Panono is making a last round of changes to the design of its round panorama camera before getting ready to ship the product.
The camera stiches together images taken simultaneously by 36 fixed-focus 3-megapixel cameras located around its ball-like shape. The camera can take its pictures when up in the air, which can make for some cool effects.
Users can also take pictures by attaching the camera to a stick or pressing a button on the camera while holding it in their hand. The camera can also be remotely triggered from a smartphone or tablet.
Panono aims to ship the product in the Spring, and the product development is now entering the final stages, according to co-founder and CEO Björn Bollensdorff.
"The mechanics are basically done. We are making some adaptions after some drop tests. We are also doing the last debugging of the electronics," Björn said on the show floor of the Web Summit in Dublin.
A droppable panorama camera
Panono wants the final product to survive a fall from 3 or 4 metres, but is still tweaking the design.
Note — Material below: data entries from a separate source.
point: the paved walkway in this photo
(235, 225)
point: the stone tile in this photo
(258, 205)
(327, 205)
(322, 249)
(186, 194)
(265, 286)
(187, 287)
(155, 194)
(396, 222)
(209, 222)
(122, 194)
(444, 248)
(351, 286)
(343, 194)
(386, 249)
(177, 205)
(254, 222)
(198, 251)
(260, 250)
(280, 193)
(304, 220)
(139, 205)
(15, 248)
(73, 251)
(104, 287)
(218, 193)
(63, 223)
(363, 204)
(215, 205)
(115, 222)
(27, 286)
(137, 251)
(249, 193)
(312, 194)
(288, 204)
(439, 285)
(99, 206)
The camera should also be water-resistant.
To show the pictures taken by the camera in the best possible light, Panono has developed an app that lets users see the stitched-together images using the Oculus Rift virtual headset. Putting on the headset gave the impression of standing inside an image, looking at it in different directions.
The product won early support from would-be buyers, raising US$1.25 million in what was at the time the biggest German crowd-funding campaign.
Although Panono's camera is a fun product, its high price could make it difficult to turn it into a mass market success. When it finally ships, it will cost €599 including taxes in Europe, and US$599 in the U.S. For now, the company is taking advance orders via its website, priced €549 or $549.